Kimin aleyhinde söz sarf ettiğini biliyor musun?
Bütün herkes karşıyken onlar üstadımızın yanındaydı
Saff-ı evvel ağabeylerin sonuncusuna ilişiyorsun
Sohbet-i üstad bir iksirdir yıllarca onu dinleyenlere
Yıllarca Müceddit-i ekber’e hizmet edenlere ilişiyorsun
Bir göz hatırı için çok gözler sevilir, üstad hatırına
Muhabbet gözü bahane aramaz, üstad muhabbetine
Onu muazzez üstadımıza bağışlaman gerekmez miydi?
Her şeye rağmen onu muhafaza etmen gerekmez miydi?

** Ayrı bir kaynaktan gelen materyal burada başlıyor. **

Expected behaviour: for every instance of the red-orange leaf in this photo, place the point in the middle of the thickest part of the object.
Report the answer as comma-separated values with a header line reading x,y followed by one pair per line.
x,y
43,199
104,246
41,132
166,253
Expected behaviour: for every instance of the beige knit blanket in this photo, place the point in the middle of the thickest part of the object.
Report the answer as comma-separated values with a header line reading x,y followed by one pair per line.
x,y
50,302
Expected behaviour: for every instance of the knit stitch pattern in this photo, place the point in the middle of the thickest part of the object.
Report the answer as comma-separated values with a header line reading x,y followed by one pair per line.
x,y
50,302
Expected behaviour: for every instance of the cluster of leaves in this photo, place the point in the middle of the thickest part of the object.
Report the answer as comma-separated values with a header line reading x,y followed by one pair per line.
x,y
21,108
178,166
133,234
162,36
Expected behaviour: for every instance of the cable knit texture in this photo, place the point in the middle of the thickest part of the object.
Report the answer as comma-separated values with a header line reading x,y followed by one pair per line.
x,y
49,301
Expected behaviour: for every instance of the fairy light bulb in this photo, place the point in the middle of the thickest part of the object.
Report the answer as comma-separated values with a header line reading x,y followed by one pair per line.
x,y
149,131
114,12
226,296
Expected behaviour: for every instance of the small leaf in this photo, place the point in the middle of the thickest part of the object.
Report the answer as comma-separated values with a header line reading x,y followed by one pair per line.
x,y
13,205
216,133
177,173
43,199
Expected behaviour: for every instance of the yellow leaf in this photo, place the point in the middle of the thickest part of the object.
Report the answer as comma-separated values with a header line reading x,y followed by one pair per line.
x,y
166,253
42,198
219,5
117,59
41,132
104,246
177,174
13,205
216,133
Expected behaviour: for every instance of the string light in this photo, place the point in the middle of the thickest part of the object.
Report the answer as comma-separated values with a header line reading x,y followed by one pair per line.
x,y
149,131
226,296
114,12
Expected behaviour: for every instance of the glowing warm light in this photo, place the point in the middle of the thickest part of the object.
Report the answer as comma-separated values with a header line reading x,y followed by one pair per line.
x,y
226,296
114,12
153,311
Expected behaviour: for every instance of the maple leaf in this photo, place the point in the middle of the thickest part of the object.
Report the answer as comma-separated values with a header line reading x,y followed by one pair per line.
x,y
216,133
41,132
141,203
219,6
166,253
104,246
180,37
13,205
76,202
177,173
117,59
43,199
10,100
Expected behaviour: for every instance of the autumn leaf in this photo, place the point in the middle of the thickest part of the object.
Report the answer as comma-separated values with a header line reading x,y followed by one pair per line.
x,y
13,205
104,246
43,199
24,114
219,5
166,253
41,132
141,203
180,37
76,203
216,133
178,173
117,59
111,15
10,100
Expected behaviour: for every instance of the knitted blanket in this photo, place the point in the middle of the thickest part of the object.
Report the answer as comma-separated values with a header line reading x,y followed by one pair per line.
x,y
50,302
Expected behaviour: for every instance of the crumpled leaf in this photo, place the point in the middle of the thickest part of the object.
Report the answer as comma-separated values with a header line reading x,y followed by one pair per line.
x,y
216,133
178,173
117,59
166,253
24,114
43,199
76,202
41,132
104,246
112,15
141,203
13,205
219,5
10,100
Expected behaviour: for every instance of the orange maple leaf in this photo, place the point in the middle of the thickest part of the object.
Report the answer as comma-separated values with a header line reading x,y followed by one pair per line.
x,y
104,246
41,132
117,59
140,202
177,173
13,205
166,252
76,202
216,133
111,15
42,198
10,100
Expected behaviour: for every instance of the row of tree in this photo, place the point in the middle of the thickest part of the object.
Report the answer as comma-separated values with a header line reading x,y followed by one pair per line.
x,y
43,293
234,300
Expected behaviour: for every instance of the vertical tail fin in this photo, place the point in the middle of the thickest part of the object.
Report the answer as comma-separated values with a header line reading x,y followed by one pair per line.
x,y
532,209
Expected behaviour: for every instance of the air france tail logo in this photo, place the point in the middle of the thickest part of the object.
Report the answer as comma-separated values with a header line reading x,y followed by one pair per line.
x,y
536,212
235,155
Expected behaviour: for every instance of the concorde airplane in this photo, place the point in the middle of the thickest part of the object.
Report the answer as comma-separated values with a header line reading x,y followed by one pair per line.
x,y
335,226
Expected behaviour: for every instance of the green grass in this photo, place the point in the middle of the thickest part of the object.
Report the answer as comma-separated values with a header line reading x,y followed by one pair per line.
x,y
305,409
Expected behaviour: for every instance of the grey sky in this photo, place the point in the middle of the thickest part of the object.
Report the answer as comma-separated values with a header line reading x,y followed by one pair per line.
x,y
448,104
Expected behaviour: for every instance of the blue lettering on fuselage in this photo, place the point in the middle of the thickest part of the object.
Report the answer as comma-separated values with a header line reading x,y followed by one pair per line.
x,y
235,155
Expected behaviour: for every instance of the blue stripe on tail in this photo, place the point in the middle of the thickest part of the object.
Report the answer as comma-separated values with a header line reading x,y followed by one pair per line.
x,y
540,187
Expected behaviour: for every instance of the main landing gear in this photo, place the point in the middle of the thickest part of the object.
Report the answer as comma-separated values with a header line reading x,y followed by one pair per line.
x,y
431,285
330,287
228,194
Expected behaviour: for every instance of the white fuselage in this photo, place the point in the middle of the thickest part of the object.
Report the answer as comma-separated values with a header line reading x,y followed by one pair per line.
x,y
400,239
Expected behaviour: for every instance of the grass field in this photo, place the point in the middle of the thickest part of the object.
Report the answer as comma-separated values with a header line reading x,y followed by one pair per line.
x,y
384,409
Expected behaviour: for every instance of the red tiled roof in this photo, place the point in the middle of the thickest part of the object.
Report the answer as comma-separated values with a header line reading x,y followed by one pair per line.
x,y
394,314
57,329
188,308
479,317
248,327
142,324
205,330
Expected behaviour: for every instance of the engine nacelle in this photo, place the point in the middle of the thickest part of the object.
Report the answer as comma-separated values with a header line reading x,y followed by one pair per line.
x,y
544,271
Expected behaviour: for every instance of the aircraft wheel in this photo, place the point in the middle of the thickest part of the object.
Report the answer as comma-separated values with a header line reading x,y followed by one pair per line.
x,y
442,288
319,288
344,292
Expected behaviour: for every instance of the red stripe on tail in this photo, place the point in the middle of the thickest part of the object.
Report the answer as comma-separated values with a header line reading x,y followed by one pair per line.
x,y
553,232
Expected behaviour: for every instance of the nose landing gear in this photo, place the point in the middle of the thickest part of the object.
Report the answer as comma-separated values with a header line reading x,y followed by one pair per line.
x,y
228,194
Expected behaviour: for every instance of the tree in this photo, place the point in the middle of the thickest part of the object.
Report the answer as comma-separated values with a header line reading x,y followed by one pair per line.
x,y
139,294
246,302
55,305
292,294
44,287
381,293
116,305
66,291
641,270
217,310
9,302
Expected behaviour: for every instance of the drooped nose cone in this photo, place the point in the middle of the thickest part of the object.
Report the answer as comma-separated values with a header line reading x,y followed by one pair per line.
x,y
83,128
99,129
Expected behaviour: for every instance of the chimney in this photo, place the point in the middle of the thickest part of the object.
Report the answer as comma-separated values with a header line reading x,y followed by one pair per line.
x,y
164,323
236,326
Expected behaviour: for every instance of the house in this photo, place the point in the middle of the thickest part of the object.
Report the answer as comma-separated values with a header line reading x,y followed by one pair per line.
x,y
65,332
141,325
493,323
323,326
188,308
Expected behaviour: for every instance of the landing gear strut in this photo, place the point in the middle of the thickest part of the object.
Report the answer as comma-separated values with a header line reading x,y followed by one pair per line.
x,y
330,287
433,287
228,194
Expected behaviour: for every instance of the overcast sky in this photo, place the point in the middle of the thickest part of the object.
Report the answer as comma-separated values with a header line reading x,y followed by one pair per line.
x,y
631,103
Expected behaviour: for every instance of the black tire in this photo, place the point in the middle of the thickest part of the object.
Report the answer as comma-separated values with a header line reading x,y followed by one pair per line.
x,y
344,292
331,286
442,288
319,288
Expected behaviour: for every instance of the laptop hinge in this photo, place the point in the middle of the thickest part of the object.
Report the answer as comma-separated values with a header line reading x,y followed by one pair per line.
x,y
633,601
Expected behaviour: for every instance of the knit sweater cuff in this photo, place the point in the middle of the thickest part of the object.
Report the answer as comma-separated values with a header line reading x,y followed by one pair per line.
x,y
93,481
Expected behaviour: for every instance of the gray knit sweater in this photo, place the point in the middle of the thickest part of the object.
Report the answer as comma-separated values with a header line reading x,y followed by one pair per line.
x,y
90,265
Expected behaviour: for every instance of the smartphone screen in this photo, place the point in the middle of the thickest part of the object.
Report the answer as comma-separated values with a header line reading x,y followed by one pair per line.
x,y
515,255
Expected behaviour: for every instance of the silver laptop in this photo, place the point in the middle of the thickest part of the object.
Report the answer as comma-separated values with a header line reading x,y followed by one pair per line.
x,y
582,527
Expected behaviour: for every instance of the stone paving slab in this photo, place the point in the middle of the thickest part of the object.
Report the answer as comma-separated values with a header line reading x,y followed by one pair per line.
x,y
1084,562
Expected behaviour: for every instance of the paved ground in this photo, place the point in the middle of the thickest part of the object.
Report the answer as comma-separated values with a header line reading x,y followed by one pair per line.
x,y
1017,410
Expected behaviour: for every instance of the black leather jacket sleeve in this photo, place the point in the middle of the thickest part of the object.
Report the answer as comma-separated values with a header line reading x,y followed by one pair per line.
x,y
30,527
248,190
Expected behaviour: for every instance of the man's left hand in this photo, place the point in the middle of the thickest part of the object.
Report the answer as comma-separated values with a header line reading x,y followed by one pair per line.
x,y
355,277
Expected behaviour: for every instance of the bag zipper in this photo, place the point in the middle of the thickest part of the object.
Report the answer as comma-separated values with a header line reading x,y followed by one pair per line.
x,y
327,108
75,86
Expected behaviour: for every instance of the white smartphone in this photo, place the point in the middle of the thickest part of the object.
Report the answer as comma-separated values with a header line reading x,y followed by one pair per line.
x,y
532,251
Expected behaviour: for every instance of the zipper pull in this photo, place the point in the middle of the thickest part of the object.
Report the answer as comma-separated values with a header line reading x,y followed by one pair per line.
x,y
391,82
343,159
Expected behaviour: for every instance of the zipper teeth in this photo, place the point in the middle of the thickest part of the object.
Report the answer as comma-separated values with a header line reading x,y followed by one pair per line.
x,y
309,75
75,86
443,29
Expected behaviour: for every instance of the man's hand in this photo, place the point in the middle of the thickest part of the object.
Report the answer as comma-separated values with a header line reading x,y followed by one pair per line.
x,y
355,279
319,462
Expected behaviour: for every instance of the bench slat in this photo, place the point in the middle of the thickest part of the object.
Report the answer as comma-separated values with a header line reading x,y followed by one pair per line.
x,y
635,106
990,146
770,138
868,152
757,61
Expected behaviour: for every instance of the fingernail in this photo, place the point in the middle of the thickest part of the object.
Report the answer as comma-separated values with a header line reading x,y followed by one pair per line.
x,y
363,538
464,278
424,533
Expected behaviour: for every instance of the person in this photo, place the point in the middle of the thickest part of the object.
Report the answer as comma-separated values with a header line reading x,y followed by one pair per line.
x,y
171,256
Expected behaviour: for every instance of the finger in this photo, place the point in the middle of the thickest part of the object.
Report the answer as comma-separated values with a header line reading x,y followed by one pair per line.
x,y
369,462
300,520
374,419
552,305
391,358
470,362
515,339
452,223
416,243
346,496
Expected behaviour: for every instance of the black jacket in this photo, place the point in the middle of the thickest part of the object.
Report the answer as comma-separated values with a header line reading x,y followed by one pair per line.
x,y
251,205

Evet kimi şoför, kimi terzi, kimi çaycıydı önceleri amma
Üstadımızın pak elinde hepsi birer mücella elmas oldular unutma
Bunlardı din düşmanlarını o gün mağlup edenler
Hak uğruna din uğruna hayatlarını vakfedenler
Bunlardı yüce üstadımızın etrafındaki bir avuç yiğit
Yüzlerine bakınca hepsinde görünür Bediüzzaman Said
Bunlar sayesinde bahar mevsimi başladı ülkemizde
Bunlar sayesinde küfrün beli kırıldı ülkemizde
Sönük canlara can üfledi bunlar
Gönüllerin derdine derman Risalelerle
İşte onlardan son geriye kalan abi Hüsnü Bayram
Küçük bir Said, O’nun mutlak vekili hem de tam
Eğer Nurcu olduğunu iddia ediyorsan Risale-i Nur okuyorsan
Onu bir taç gibi başının üstünde taşıman gerekmez miydi?